A Recovery Blog

This blog is about my continuing recovery from severe mental illness and addiction. I celebrate this recovery by continuing to write, by sharing my music and artwork and by exploring Buddhist and 12 Step ideas and concepts. I claim that the yin/yang symbol is representative of all of us because I have found that even in the midst of acute psychosis there is still sense, method and even a kind of balance. We are more resilient than we think. We can cross beyond the edge of the sane world and return to tell the tale. A deeper kind of balance takes hold when we get honest, when we reach out for help, when we tell our stories.

Friday, December 12, 2008

A Meeting, The First Break In The Ice

Almost a week of silence here. I'm sorry everyone. I've just been feeling withdrawn, so I've been sleeping a lot.

I did go and visit with my brother's friend Jude. I had lent her some tapes of me singing my songs and went to pick them up. I had heard a few days earlier from my brother that she had been "impressed" with some of my songs. I was happy that she liked them, but I was nervous about going to visit with her. The tapes were from over ten years ago and I hadn't listened to them in a while, so I wasn't exactly sure what she had been listening to. So I listened to a couple of songs on my 8 track to get a feel for it. I realized that I was a different person a decade ago, just entering into psychosis and that Jude might be responding to my former self rather than to my present self.

And I wondered if I was a better person now or then. Then I had left my abusive partner and started writing songs as a form of therapy. Then I had thought that I was getting a second chance at being happy. I took classes and went back to school but I made some of my best music just as I was becoming psychotic. Despite the illness that was growing in me, I appeared strong and confident. The recordings don't sound crazy. But I was headed for a fall and when the fall came I couldn't play anymore. I was too wounded.

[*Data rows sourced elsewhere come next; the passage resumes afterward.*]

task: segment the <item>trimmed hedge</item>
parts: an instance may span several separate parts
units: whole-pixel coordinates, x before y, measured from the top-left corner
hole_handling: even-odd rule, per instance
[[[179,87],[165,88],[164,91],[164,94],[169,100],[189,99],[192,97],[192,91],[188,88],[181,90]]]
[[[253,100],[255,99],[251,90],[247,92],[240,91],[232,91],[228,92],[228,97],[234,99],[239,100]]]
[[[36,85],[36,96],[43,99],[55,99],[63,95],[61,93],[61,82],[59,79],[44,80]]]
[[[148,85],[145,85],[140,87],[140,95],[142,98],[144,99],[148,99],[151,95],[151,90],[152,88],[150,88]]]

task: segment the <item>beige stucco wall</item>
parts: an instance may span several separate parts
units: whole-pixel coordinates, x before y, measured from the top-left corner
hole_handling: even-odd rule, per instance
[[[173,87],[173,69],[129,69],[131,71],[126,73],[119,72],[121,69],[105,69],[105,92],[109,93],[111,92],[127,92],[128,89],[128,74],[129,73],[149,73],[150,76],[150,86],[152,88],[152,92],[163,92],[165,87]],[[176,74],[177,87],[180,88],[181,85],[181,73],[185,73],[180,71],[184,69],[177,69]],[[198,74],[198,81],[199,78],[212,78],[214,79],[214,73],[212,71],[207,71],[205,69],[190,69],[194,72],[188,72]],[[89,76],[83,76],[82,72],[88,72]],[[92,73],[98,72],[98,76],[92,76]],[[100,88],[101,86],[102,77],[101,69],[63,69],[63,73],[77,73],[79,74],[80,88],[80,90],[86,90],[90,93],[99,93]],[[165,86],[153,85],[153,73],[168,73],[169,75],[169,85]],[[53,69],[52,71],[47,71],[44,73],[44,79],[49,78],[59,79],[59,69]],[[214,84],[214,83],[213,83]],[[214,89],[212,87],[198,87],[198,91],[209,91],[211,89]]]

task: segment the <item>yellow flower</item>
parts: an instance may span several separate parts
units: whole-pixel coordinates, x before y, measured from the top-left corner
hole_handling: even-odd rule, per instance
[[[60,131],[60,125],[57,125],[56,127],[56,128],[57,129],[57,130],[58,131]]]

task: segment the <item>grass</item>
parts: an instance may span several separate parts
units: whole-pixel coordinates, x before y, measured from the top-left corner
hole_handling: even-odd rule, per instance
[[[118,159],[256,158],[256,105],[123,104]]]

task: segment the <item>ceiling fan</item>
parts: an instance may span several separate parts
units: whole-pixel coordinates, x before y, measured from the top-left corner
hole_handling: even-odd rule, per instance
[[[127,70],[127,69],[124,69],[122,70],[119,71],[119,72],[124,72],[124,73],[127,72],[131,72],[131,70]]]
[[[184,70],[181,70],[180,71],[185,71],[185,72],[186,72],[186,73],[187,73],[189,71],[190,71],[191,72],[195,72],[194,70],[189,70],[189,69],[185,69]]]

That wounded state has lasted till now, though I am many times better than I was ten years ago. And it was that wounded self that knocked on Jude's door and then sat down at her dining room table with a cup of coffee. Jude told me how much she enjoyed my music, especially one tape in particular, the tape I had sent to the rock star 10 and 1/2 years ago. I asked if I could hear her music because Jude has done some of her own songwriting. She gave me a tape to take home and listen to because she didn't want to play it for me. She said my music was rock and roll whereas her music was folk and blues and she then sort of put her music down which I didn't like. We continued to talk with awkward moments interspersed here and there.

I was open with her about my mental illness because I wanted to be and she shared some of her personal experience with suicidal depression, how taking Prozac changed her life for the better. I told her that I had responded well to the medications also. I briefly mentioned how I wanted to start a mental health support group, but was too shy to approach the minister who might be able to help me to do it. She thought it was a good idea and said she bet a lot of people would show up. It felt good just to talk to her about it.

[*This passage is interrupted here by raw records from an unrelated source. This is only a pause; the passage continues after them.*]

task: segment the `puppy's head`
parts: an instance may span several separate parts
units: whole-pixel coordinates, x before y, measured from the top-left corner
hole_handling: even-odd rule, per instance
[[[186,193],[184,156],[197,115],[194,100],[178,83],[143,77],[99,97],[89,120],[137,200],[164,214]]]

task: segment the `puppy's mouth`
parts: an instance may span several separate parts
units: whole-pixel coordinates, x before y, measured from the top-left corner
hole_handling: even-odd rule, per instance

When I got home I listened to the tape she had given me. The music was good, much more carefully constructed than my songs and a lot sweeter too. I've listened to her tape about five or six times because I want to give her some good feedback. Her music is also from a while ago and in the interim her voice has changed and gotten deeper, so she doesn't sing as much as she used to. I could identify with that also. The difference is that Jude has learned to be technically savvy and she has gone so far as to perform which I have never done.

After I listened to Jude's music, I then listened to mine. I wished that we had talked more deeply about our music, but this was the first time I had visited her and she would be leaving for Florida for the winter in a few days. She did give me her email address, so I will keep in touch with her, but I am already looking forward to her return in the spring. She said when she got back that we could get drunk together and sing and play to break the ice.

Meanwhile, I'm here with my acoustic and electric guitars that I can barely play and a voice that needs a lot of singing practice. I have been writing bits and pieces of songs, but I don't know if I can ever get the strength back to sing and play the way I used to. I can only set my mind to practice this winter and see what happens. I told Jude that there was some crossover between music and psychosis for me which is why I can't just jump into it. I have to be cautious and pay attention to any warning signs. Sometimes I can sing okay, but other times it's a fight to sing because the voices interfere. I just can't seem to let go of this dream of being a singer/songwriter, but I have to adjust to the fact that I have changed.

2 comments:

Anonymous said...

Hi Kate,

I am happy that you and Jude have gotten on together and hopefully this is the start to a wonderful friendship for you. I think you are already a singer song writer but how you pursue it is another dream. Sometimes hose misty journey's do get to see the light of day.

J>P

Bev said...

Kate,

I'm happy that you wrote. It probably took a lot of courage for you to go to Jude's home and talk about those things. I'm happy you were able to do it. I agree with your friend, if you start a group many people would come. Not just people that are dealing with mental illness but those that want to understand more about it.